Over the past few days, I've had the pleasure of finally downloading /u/Stuck_In_the_Matrix's dataset posted to reddit: Nearly all of the comments ever posted on Reddit. It takes about 12 hours to download the data via the torrent link, and about 16 to parse into a MongoDB database. I didn't add some initial indices at first, and ran into a few issues. Pro-tip: if you don't add indexes, you're going to have a bad time. Index the comment_id, the parent_id, the timestamp, and the user's name.
Of the downstream data structures I've built, one is the edge collection - for each comment that has a parent type of t3_ (a link), generate a new edge for each of it's children, and then spawn the same process for its children. If an edge already exists, then increment the interaction_count between the parent poster and the child poster by one. In this way, you can generate an edge list that is directed and weighted. In addition, edges are partitioned to the subreddit - only comments from a particular subreddit are generated at any time, and only on request. So far, I have mapped out three separate subreddits that have been historically, qualitatively known for problematic posts, users, and comments, and have been known to generate controversy for the website, TheRedPill, KotakuInAction, and MensRights. While far from a solid take-away, I decided to start by just mapping out the intersection of these communities.
From the Edge collection I created, I selected out cases where a parent user had posted in at least two of these communities. I then selected cases where the users had posted at least ten times (an arbitrary cut-off just to cut down on how much mapping I'd have to do for an initial dive (though this will still in effect capture the core of the intersection of these networks). I then calculated the variance of posting for each person (i.e., how evenly spread their participation was across all three subreddits), and then I stored which subreddit was their modal subreddit. I colored nodes by subreddit, and then weighted nodes by degree, betweenness, and variance. What follows are some quick take-aways from this initial look at the dataset with respect to these three highly controversial subreddits:
Nodes sized by In-Degree
Nodes sized by Betweenness
Nodes sized by Variance
1.MensRights and TheRedPill are more tightly coupled than KotakuInAction: MensRights is Grayish-White, TheRedPill is red, and KotakuInAction is green (meaning a node is colored (or assigned to their most-participated subreddit) by the highest post count for that nodes post history). What results is a clearly stronger relationship between these two subreddits (though it should be noted that MensRights and TheRedPill are both roughly twice-three times as large as KotakuInAction, so assuming this relationship is meaningful right out of the gate is probably open to skepticism.

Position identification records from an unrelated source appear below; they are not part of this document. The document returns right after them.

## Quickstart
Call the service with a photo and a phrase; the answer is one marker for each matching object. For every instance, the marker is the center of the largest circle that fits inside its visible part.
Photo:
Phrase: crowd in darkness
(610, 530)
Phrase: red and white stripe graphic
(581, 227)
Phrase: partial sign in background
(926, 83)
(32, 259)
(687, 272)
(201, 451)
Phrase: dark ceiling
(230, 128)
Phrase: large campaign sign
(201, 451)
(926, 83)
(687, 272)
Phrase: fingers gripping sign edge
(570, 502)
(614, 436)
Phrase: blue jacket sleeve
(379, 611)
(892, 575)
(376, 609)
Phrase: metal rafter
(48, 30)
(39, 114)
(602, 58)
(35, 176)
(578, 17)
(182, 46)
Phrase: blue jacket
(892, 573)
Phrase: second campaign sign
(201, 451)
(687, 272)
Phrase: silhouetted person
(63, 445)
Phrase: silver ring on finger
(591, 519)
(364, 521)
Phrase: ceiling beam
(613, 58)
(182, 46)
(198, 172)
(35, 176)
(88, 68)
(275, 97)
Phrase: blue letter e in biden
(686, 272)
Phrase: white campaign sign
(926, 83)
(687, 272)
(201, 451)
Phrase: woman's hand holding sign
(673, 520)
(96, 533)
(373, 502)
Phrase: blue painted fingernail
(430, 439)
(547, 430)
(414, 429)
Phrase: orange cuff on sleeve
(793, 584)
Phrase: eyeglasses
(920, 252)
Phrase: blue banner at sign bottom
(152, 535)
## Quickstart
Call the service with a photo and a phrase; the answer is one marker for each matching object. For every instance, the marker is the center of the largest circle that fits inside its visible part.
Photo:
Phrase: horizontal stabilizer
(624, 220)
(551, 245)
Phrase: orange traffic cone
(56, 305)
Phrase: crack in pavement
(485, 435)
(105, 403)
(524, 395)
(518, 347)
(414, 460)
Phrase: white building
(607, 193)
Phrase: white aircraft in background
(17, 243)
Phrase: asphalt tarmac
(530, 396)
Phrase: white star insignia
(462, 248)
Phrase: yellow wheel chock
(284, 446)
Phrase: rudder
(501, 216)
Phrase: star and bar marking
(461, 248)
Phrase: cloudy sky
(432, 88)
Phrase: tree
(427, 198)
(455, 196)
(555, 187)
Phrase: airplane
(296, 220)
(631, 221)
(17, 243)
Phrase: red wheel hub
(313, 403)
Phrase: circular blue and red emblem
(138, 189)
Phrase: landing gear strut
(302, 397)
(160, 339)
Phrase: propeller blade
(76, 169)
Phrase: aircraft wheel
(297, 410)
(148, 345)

2.Intersections as shared cognitive spaces: Graphs like this can capture the degree to which two communities are the same. Much like similarity measures such as the Jaccard Index captures the degree to which two nodes are similar, the sum of Jaccard Indices is likely a good way to interpret the degree to which two communities overlap, and in one interpretation, share a cognitive similarity. On one extreme, a community-level Jaccard Index of zero would indicate no shared members and would lend itself well to an interpretation where the two communities do not interact. On the other extreme, a Jaccard Index of one at the community-level would indicate that the community is essentially the same, and probably shares the same views as either of the single communities. Of course this is entangled with what defines a community, and also likely violates some statistical measures about dependence of ties. Still, I think that the general qualitative take-away holds for now, and the details lie in a more rigorous analysis.
3.KotakuInAction is it's own beast: It started much later than the other two (MensRights was established in March 2008(!), TheRedPill October 2012, and KotakuInAction August 2014), is much smaller, but has created much more controversy for the site. Judging by the membership counts against the user counts alone, the three are independent in their adoption function. That KotakuInAction is so thinly tied to the other two is interesting, though.
4.Modal subreddits for an account need not be nested in their modal communities: This would represent people moving towards new communities, people barely more active in some certain community, and maybe a few other qualifiers I'm not thinking of right now. Either way, historical in-flows, or migratory patterns at the high level, would be useful for uncovering how people move around and the degree to which that tells us a story.